736 集まれ生徒会室
大人たちの粛清と大改革が進む一方で、ボクたちは学園生組はと言うと変わりのない学園生活を送りながらも、独自に噂話などをかき集めていた。
情報収集を行う場所として選んだのは多くの人物が出入りして――人の口に戸は建てられないからねえ――重要なあれやこれやが決定されるお城だ。
そして主戦力となったのはジャグ公子、ではもちろんなくスチュアートだった。
彼は侍従長の息子という立場柄か、城内に多くの既知が存在していて、いわゆる顔パスで出入りできる場所も広範囲にわたっていたのだ。
まあ、城の警備的に「それってどうなのよ?」と思わない部分がない訳ではないけれど、真面目に人脈作りをしてきたスチュアートの努力の賜物だと考えることにしましょう。
余談ですが、このことは大公様たちには筒抜けだったのだが、どこの部署からどのような情報が漏れやすいのかを調査して明確にするという意図の元見逃されていたのだった。

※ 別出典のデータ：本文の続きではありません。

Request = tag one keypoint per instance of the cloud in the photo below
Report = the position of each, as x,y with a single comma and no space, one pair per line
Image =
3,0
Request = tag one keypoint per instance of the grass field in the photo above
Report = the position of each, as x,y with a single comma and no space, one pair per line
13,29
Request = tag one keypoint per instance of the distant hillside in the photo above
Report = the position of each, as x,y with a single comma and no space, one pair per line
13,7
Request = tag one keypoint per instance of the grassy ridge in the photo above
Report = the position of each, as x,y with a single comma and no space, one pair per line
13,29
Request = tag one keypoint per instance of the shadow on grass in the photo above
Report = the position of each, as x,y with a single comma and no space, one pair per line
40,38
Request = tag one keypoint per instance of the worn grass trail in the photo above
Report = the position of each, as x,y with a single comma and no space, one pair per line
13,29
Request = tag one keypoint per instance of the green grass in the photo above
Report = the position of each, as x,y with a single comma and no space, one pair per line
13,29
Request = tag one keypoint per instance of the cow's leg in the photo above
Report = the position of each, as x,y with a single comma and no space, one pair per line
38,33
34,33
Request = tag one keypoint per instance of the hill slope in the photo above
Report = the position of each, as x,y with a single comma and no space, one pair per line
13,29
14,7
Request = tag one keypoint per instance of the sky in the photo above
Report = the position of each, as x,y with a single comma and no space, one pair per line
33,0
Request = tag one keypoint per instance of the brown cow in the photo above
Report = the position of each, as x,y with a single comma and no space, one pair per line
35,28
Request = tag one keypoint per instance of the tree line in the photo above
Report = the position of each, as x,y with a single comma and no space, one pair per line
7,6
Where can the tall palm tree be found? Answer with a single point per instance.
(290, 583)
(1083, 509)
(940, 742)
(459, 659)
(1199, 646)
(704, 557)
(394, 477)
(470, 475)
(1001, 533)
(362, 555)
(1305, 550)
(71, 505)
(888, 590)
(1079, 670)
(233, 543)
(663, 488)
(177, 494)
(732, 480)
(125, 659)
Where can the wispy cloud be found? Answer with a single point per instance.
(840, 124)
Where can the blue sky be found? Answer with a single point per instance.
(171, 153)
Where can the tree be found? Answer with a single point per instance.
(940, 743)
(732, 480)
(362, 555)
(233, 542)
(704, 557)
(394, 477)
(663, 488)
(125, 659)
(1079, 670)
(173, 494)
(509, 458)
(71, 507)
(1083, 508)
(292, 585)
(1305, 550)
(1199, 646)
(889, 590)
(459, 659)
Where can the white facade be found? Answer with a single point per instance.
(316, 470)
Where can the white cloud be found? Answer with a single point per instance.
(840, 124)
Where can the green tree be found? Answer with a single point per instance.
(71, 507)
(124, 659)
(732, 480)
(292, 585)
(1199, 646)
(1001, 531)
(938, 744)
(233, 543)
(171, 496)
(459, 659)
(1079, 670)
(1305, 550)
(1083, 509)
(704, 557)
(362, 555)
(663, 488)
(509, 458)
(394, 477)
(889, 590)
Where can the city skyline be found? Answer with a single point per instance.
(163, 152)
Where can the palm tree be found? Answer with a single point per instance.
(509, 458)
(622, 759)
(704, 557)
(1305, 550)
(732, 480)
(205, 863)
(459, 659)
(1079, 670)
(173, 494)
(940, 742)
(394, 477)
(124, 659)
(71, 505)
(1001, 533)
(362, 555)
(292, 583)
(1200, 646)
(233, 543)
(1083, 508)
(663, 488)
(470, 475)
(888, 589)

やれやれ。さすがは海千山千の大人たちだ。簡単には出し抜かせてくれないわね。
もっとも、よほどの損害を国に与えるようなことでもしない限りは彼らと敵対することはあり得ないので、そちらについては放置しておいても問題ないということで。
「これまでの強引な行動や高圧的な態度もあって、テニーレ嬢の実家であるスコルピオスを始めとしたいわゆるタカ派の貴族たちへの風当たりは強いものとなっています」
そう言ってスチュアートが話を締めくくる。
お昼時、集められてきた噂話を元にして組み立てられた情報を共有するため、ボクたちは生徒会室へと勢ぞろいしていた。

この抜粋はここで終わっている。